Marketing is not something we ordinarily associate with our jobs, but I think internal marketing is absolutely critical for technology and security teams.
I’ve found that if you want people enrolled in what your group does for the business, then having the savvy to create internal solutions or branded products is far more effective than issuing policy and procedural edicts. By elevating the discussion from policies and procedures to products and services, you’re enhancing the perception of your group’s value to the organization, as well as encouraging compliance.
Let me give you a couple of examples. At Customers Bank, we’ve created a product that allows customers to verify that an email they received from us actually came from us. It’s always there for the customers, and it takes away the anxiety people have when it comes to email communications with banks.
It’s something we created to enhance our communications with our customers. It’s our security team adding value to the business. Instead of us just being the group that secures things and says, you can’t do this and you can’t do that, it shows that we are conscious about providing the best possible consumer experience, and therefore have embedded ourselves in creating products for customers.
We also provide services internally. We allow employees to use their own personal devices — and also provide a service that tries to track them if they’ve been lost or stolen, and wipes them if they can’t be located. It saves employees from having to do that themselves, and provides a free, enhanced layer of protection that they’d ordinarily have to pay for. And so we advertise that as a service enhancing the user experience.
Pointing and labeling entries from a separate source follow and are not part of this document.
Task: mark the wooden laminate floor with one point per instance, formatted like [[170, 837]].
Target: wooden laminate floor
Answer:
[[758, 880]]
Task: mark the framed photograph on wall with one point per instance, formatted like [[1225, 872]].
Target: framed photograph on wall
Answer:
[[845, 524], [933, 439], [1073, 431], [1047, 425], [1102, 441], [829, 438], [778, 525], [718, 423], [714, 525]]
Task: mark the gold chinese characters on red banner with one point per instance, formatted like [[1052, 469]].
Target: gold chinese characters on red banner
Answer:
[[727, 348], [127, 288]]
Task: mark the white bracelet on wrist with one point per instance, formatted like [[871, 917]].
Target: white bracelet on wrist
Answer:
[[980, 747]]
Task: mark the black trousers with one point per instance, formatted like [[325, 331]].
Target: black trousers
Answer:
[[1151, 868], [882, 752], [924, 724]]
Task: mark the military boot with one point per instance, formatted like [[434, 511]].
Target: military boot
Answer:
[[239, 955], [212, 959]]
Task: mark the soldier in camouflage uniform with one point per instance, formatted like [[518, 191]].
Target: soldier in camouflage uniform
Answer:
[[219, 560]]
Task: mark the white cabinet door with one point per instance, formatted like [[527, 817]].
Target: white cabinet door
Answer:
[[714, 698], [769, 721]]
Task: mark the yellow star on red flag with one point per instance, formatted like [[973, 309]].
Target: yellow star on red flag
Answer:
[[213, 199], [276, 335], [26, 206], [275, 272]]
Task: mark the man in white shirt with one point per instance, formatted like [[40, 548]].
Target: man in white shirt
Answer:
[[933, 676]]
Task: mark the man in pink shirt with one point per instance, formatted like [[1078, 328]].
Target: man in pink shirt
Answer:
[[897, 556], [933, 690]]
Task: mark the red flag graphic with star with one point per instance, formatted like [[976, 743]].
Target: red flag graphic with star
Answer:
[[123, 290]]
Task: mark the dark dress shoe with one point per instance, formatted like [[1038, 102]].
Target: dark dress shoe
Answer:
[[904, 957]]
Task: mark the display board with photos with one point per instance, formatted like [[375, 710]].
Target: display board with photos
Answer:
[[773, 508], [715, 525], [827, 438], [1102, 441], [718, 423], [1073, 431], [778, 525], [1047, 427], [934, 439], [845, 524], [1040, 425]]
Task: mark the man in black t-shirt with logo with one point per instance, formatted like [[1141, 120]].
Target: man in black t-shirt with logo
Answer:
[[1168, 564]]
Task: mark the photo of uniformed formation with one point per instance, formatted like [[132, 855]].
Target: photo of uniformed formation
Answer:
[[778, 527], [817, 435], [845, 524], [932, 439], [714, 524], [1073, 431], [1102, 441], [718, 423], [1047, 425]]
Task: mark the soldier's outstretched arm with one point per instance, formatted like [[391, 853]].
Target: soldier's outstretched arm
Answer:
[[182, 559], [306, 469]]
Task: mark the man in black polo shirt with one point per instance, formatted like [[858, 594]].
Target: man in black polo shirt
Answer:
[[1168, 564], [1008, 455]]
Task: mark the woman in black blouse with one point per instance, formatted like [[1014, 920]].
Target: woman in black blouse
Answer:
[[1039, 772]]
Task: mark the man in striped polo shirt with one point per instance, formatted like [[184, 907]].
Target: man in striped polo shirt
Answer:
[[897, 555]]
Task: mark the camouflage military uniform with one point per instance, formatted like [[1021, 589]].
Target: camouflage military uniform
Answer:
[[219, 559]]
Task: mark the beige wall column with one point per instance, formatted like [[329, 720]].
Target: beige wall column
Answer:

That mindset change is the reason why the adoption of BYOD, or bring your own device, is so high. I’m using my device, and getting the weight of my company’s security team in protecting it.
Now I’ve gotten some pushback to this concept of internal marketing. It creates a lot of extra work, people say. Or, marketing is not my thing. It’s not a skill I have.
As I see it, internal marketing helps to show the rest of the organization what value your group brings to the business. By presenting branded products and services, you help the business strengthen its own brand with customers. Internal solutions and services, meanwhile, drive the adoption of policies and procedures more effectively than emails warning of a cutoff from the network.
That’s especially important in the security space, where everything you do is seen as a constraint on how people do their jobs.
And if it seems too time-consuming, consider this: Making the time for these initiatives frees time down the road because you won’t have to chase people down for adoption. This partnership approach changes how people see your group, inherently making them more compliant because they feel you’re providing services to them and are part of their individual value chain.
I think that if a concerted effort were put on internal marketing, then there would probably be stronger business cultures around technology and security than we have today, where tech teams are still seen as computers guys and gals, and security organizations are seen as a necessary evil rather than as a partner to the business.